Our flying observatory, called SOFIA, carries a 100-inch telescope inside a Boeing 747SP aircraft. Scientists onboard study the life cycle of stars, planets (including the atmospheres of Pluto and Jupiter), nearby planetary systems, galaxies, black holes and complex molecules in space.
Usually based in California, SOFIA and its team are returning to the Southern Hemisphere to study objects that aren’t visible from the Northern Hemisphere and to take advantage of the long winter nights. The team operates from Christchurch, New Zealand, regularly between June and August and continues with more big plans for this year.
Working with New Horizons
Our SOFIA and New Horizons teams are working together again, to learn more about the next object that the New Horizons spacecraft will fly past, Kuiper Belt Object 2014 MU69, or MU69. This will be the farthest object ever encountered by any spacecraft, but little is known about it. Our team on SOFIA will be searching for possible debris around MU69 that could damage the spacecraft and will measure its size, helping the New Horizons team plan their next flyby.

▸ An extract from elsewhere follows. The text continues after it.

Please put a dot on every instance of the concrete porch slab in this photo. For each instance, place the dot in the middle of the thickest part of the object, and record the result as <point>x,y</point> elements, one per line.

How We Study Distant Celestial Objects from Earth
Our SOFIA team will study MU69 on July 10, 2017, well before New Horizons arrives in January 2019. We can study this distant object from Earth by flying in the faint shadow that it will cast on Earth’s surface as it passes in front of a star. SOFIA will fly directly into the center of this shadow as it moves across the Pacific Ocean. From inside the shadow, the team onboard will study how the light from the star changes as MU69 passes in front it, allowing them to measure its size and to establish if there are any rings or debris around it. The observations will work in the same way that we studied Pluto using SOFIA two weeks before New Horizon’s Pluto Flyby in 2015.
Observing Other Galaxies
The Magellanic Clouds are neighboring galaxies to our own Milky Way Galaxy. We’re studying how stars are forming in the Large and Small Magellanic clouds to compare those processes to star formation in our own galaxy. The Magellanic Clouds are best observed from the southern hemisphere.
And Supernova 1987A
Inside the Large Magellanic Cloud is Supernova 1987A, the closest supernova explosion witnessed in almost 400 years. Our team onboard SOFIA will continue studying this supernova to better understand the material expanding out from it, which may become the building blocks of future stars and planets. Many of our telescopes have studied Supernova 1987A, including the Hubble Space Telescope, the Chandra X-ray Observatory and SOFIA’s predecessor, the Kuiper Airborne Observatory, but the instruments on SOFIA are the only tools we can use to study the debris around it at infrared wavelengths, to better understand characteristics of the dust that cannot be measured using other wavelengths of light.